David Rhodes, CEO NZ Forest Owners Association, described the role and structure of the FOA and Woodco. Members of the FOA own or manage more than 80 per cent of the country’s 1.8 million hectares of plantation forests. Woodco represents the collective industry including processors, and develops strategies for research within the industry, for marketing the forest and wood sector, and for the better understanding and use of wood in the market place. His message was that the necessary useful national structures exist.

NZFFA members are finding solutions

Hamish Levack, from the NZFFA Executive, outlined the planting boom which followed the price spike of 1993, pointing out that it may lead to a supply crisis if all the owners of these small forests attempted to cut their trees at the same age. The supply bulge could be avoided and converted into a controlled, sustainable yield if the industry started planting more trees now, and the owners cooperated by spreading some harvests forward and others back.

Reports from 1993 showed that most forest owners at the time could not take advantage of the high prices because of harvesting bottlenecks. If the owners did not adopt a voluntary controlled cut in the future, they would forgo substantial potential profit. His message was − we will all be better off if we can consolidate these small forests.

More forest growers out there

Don Wallace, Chairman of the Wellington NZFFA Branch, explained the problem of identifying the many small forest owners whose plantings after 1993 will cause the supply bulge. Although the local authorities knew most of the growers’ names and addresses, they would not tell anyone because of the Privacy Act. Instead the NZFFA had to invite forest owners to register when they gathered at public meetings convened by council staff to discuss forestry issues such as fire control, resource consents and road improvements.

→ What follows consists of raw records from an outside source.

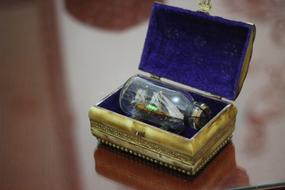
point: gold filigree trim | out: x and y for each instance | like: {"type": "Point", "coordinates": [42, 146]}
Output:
{"type": "Point", "coordinates": [170, 166]}
{"type": "Point", "coordinates": [137, 140]}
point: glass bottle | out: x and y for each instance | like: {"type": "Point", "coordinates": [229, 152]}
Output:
{"type": "Point", "coordinates": [161, 105]}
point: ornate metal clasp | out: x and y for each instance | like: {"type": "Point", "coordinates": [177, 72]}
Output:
{"type": "Point", "coordinates": [205, 6]}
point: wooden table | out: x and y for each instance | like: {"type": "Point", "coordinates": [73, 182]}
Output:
{"type": "Point", "coordinates": [59, 58]}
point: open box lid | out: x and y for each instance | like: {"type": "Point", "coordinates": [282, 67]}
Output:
{"type": "Point", "coordinates": [206, 52]}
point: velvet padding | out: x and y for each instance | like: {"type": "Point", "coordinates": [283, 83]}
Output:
{"type": "Point", "coordinates": [193, 48]}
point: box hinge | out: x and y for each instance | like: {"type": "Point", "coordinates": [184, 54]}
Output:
{"type": "Point", "coordinates": [154, 77]}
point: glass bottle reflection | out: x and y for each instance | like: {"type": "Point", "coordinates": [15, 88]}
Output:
{"type": "Point", "coordinates": [162, 105]}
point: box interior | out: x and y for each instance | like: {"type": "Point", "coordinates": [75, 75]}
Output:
{"type": "Point", "coordinates": [112, 103]}
{"type": "Point", "coordinates": [199, 50]}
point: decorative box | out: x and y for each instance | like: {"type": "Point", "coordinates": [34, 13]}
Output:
{"type": "Point", "coordinates": [111, 162]}
{"type": "Point", "coordinates": [208, 56]}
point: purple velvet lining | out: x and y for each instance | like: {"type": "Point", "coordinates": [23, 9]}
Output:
{"type": "Point", "coordinates": [196, 49]}
{"type": "Point", "coordinates": [112, 103]}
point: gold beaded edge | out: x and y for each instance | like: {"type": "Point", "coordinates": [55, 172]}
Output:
{"type": "Point", "coordinates": [170, 166]}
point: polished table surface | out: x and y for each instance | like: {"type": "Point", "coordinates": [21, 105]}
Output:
{"type": "Point", "coordinates": [60, 57]}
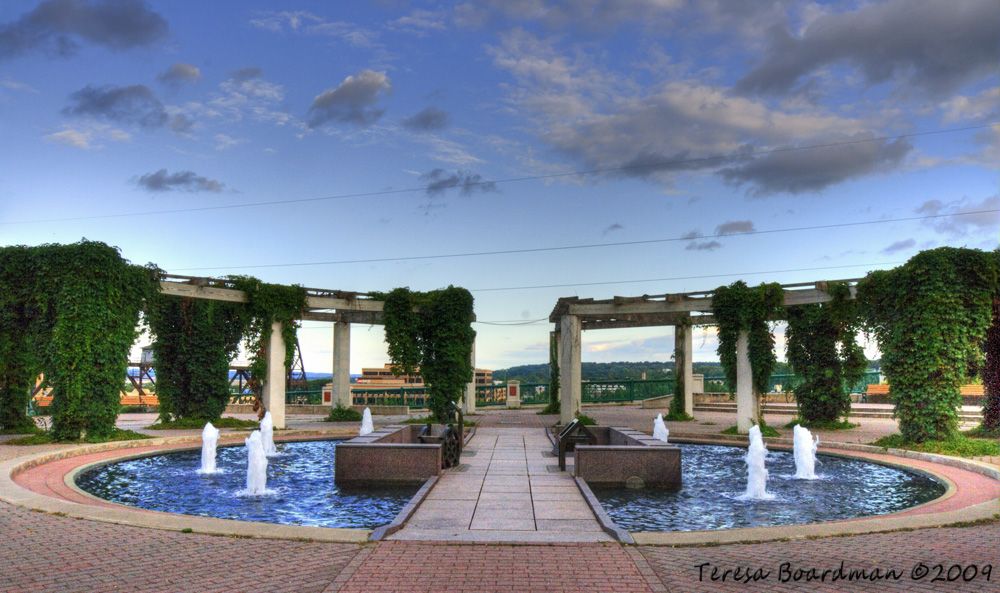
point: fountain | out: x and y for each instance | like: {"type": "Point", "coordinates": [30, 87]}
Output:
{"type": "Point", "coordinates": [267, 435]}
{"type": "Point", "coordinates": [660, 431]}
{"type": "Point", "coordinates": [256, 466]}
{"type": "Point", "coordinates": [367, 427]}
{"type": "Point", "coordinates": [209, 439]}
{"type": "Point", "coordinates": [756, 472]}
{"type": "Point", "coordinates": [805, 453]}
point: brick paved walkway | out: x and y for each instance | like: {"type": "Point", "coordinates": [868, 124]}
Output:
{"type": "Point", "coordinates": [509, 488]}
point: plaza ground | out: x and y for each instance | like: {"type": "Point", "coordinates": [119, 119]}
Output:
{"type": "Point", "coordinates": [45, 552]}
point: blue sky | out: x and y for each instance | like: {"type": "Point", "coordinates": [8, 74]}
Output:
{"type": "Point", "coordinates": [699, 118]}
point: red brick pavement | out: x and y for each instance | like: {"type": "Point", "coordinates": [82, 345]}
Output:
{"type": "Point", "coordinates": [410, 567]}
{"type": "Point", "coordinates": [46, 553]}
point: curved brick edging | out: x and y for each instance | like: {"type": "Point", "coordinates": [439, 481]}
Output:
{"type": "Point", "coordinates": [20, 486]}
{"type": "Point", "coordinates": [973, 493]}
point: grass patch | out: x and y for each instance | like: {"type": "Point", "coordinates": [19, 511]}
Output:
{"type": "Point", "coordinates": [959, 445]}
{"type": "Point", "coordinates": [342, 414]}
{"type": "Point", "coordinates": [140, 409]}
{"type": "Point", "coordinates": [427, 419]}
{"type": "Point", "coordinates": [193, 423]}
{"type": "Point", "coordinates": [45, 438]}
{"type": "Point", "coordinates": [765, 430]}
{"type": "Point", "coordinates": [551, 408]}
{"type": "Point", "coordinates": [822, 424]}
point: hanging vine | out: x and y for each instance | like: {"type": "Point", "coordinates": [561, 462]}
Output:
{"type": "Point", "coordinates": [268, 304]}
{"type": "Point", "coordinates": [194, 341]}
{"type": "Point", "coordinates": [931, 317]}
{"type": "Point", "coordinates": [739, 308]}
{"type": "Point", "coordinates": [431, 332]}
{"type": "Point", "coordinates": [991, 371]}
{"type": "Point", "coordinates": [823, 350]}
{"type": "Point", "coordinates": [70, 312]}
{"type": "Point", "coordinates": [19, 363]}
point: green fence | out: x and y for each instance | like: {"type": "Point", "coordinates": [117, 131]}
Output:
{"type": "Point", "coordinates": [625, 391]}
{"type": "Point", "coordinates": [785, 383]}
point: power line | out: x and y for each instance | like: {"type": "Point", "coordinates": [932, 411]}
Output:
{"type": "Point", "coordinates": [589, 245]}
{"type": "Point", "coordinates": [574, 173]}
{"type": "Point", "coordinates": [701, 277]}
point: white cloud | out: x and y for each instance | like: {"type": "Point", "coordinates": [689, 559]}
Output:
{"type": "Point", "coordinates": [88, 136]}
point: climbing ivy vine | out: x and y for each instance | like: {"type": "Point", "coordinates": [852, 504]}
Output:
{"type": "Point", "coordinates": [931, 317]}
{"type": "Point", "coordinates": [268, 304]}
{"type": "Point", "coordinates": [194, 341]}
{"type": "Point", "coordinates": [738, 308]}
{"type": "Point", "coordinates": [431, 332]}
{"type": "Point", "coordinates": [823, 350]}
{"type": "Point", "coordinates": [70, 312]}
{"type": "Point", "coordinates": [991, 371]}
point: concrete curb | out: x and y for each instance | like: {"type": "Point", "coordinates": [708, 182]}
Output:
{"type": "Point", "coordinates": [13, 493]}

A pilot was run with the Kapiti Coast District Council which showed that this method could be used successfully to identify many of the growers in the region. Using this method Don confirmed that we are starting to identify and contact small forest growers.

Forward selling

Howard Moore, business consultant, outlined a mechanism that may allow growers to consolidate their small forests without creating a tax imbalance from the sale of standing timber. A forest grower could forward-sell the future harvest revenue instead of the trees. As owner of the harvest revenue, the buyer would hold the forest and marketing risk.

The seller would retain, manage and harvest the forest, paying the harvest revenue to the buyer when it was realised at the pre-determined harvest date. The mechanism should allow groups to consolidate small forests and harvest them according to a mutually agreed and planned schedule without incurring tax penalties. He believed tax may not be an impediment to consolidation.

The conclusion

Small forests have been aggregated into economically successful cooperatives overseas. We can learn from their experiences. If New Zealand forest owners are willing, there are no real impediments to creating the same business models here.